Hutchinson also said there are a number of important steps organisations can take to develop realistic and appropriate risk management practices.
“One is that I think it’s critical to realise that, paraphrasing people who have said it far better than I, ‘artefacts are not the routine’ (Luciana D’Adderio, The University of Edinburgh) – that is, the document or system artefact that you’re managing is not the actual, tangible issue that you’re trying to manage,” he said.
“Again, it seems obvious but we identified so many instances where the management of a document symbolically took on the guise of the issue.”
He explained that changing a consequence or likelihood on a risk assessment or specifying a new risk control in a risk plan was believed to, somehow, magically result in some profound change in how work occurs in the field or how people or assets are exposed to danger. “It rarely works like that,” he said.
“Another quote that I really like that I think highlights this disparity, and is a key argument in my PhD thesis, is from Pentland Feldman (2008, Information and Organization).
“They note that “the frequent disconnect between goals and results arises, at least in part, because people design artefacts when they want patterns of action,” he said.

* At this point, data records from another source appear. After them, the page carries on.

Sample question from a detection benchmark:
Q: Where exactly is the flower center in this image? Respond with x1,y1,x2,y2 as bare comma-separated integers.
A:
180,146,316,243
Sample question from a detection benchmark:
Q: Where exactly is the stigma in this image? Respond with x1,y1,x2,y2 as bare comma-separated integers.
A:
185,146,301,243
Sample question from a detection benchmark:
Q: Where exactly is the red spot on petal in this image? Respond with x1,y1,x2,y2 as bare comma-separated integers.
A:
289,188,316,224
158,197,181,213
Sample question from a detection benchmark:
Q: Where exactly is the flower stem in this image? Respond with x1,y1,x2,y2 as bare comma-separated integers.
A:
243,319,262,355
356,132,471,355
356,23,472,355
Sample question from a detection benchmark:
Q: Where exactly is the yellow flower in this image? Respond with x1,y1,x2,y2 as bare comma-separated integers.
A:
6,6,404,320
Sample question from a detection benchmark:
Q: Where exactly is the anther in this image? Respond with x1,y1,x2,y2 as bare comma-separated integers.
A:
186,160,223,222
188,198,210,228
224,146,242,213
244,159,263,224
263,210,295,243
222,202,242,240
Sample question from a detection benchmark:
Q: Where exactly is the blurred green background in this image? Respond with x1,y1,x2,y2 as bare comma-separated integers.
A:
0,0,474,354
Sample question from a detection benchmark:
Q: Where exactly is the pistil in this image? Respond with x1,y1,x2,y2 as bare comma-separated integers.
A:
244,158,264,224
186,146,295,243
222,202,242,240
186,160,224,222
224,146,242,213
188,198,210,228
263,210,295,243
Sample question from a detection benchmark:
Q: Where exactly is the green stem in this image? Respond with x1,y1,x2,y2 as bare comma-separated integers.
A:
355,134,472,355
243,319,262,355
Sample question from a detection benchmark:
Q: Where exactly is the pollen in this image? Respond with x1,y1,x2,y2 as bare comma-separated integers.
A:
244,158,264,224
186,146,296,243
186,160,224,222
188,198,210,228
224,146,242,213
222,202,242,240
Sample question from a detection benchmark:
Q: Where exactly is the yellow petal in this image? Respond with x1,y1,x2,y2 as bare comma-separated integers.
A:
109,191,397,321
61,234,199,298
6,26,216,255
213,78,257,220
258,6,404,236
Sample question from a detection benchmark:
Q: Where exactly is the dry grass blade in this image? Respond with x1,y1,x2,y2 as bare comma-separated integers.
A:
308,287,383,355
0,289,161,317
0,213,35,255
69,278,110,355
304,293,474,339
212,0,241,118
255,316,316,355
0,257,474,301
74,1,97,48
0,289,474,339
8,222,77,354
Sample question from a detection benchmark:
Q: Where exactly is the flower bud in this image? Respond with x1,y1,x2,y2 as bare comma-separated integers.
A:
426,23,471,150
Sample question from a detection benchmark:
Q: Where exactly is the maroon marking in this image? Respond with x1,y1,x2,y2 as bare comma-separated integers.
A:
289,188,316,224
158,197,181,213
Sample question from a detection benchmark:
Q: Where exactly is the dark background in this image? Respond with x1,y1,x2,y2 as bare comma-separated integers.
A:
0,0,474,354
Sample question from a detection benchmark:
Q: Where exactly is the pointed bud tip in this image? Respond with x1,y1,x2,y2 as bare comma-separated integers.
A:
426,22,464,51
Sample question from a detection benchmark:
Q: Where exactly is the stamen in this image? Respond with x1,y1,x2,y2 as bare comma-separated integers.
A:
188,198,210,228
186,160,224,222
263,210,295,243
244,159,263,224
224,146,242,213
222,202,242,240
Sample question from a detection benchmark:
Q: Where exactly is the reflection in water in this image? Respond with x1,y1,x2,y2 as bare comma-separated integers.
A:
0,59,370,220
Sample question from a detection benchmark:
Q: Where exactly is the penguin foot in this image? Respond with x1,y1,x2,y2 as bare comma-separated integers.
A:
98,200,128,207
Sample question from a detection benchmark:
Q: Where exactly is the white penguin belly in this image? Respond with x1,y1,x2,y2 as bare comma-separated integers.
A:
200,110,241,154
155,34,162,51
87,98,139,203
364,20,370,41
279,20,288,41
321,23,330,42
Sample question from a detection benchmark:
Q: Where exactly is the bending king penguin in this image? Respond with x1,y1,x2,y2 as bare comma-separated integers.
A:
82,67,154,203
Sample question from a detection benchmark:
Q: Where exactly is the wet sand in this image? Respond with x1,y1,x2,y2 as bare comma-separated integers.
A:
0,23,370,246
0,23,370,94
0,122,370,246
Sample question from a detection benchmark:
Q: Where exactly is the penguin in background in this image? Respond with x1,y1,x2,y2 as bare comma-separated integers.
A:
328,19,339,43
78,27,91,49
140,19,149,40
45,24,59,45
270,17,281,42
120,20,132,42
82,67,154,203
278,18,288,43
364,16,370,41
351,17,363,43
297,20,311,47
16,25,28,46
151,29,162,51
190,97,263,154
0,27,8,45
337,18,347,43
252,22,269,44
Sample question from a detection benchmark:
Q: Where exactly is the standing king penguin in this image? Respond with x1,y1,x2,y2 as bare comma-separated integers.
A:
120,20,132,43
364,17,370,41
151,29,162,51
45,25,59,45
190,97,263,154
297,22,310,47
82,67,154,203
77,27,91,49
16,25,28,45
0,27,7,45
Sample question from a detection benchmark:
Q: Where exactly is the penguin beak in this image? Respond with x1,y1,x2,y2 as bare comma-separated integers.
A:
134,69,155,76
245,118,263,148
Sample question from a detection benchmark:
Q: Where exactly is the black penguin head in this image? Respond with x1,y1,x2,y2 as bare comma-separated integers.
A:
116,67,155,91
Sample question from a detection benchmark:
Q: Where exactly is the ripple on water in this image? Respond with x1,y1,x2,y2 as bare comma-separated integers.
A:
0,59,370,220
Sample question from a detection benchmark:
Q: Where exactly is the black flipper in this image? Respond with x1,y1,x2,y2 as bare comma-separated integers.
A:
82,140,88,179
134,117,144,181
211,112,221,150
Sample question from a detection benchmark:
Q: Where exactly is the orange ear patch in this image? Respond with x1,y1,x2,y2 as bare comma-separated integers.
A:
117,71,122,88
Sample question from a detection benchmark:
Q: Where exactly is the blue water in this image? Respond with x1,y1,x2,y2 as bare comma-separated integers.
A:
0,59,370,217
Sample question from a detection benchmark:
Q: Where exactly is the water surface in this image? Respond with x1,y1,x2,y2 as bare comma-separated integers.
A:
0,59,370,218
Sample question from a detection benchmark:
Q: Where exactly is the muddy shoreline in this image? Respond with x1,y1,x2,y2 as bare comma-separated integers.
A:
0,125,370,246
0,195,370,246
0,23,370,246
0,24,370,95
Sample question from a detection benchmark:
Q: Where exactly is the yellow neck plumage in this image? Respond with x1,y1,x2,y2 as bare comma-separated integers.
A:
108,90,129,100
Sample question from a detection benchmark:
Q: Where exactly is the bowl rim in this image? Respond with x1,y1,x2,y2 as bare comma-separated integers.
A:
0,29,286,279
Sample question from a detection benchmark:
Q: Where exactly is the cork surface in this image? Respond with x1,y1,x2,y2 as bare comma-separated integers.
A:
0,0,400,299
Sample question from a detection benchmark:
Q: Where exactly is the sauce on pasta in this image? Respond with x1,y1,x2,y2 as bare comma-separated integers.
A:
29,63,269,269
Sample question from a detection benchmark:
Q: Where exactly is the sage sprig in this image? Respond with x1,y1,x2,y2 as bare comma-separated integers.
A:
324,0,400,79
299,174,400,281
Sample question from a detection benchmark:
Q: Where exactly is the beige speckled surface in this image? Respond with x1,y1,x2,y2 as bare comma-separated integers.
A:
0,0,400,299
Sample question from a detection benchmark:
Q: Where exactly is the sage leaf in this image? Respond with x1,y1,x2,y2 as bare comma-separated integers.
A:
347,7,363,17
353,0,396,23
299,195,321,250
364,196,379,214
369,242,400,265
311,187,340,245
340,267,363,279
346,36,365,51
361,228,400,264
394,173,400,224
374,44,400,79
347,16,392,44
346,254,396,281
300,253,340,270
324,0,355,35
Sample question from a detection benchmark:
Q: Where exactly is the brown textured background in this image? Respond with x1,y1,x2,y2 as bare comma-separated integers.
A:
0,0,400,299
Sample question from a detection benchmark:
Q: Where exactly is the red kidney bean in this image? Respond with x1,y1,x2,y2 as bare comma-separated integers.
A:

“Here we see how designing safety documents and other artefacts can replace actually focusing on the issue itself.”
There are a number of implications for OHS professionals in this, and Hutchinson said it is important to get more submerged into the “messy nature of normal work”.
“Seek to understand how work occurs from the perspective and lived experience of your stakeholders – constraints, resources, interdependencies, workarounds, success factors,” said Hutchinson, who recommended focusing primarily on real-world issues and the structures, beliefs, norms and practices surrounding those issues.
“If there’s some activity that you want to modify or improve (for example, confined space entry or energy isolations), then focus on learning about the activity itself: what people do, how and why they do it, what resources they have to do it, the pressures and constraints they face, what ‘good’ look like etc. – instead of focusing on changing the procedure.
“The procedure isn’t the activity and no matter how much you tweak the procedure it may have little impact on the activity,” he said.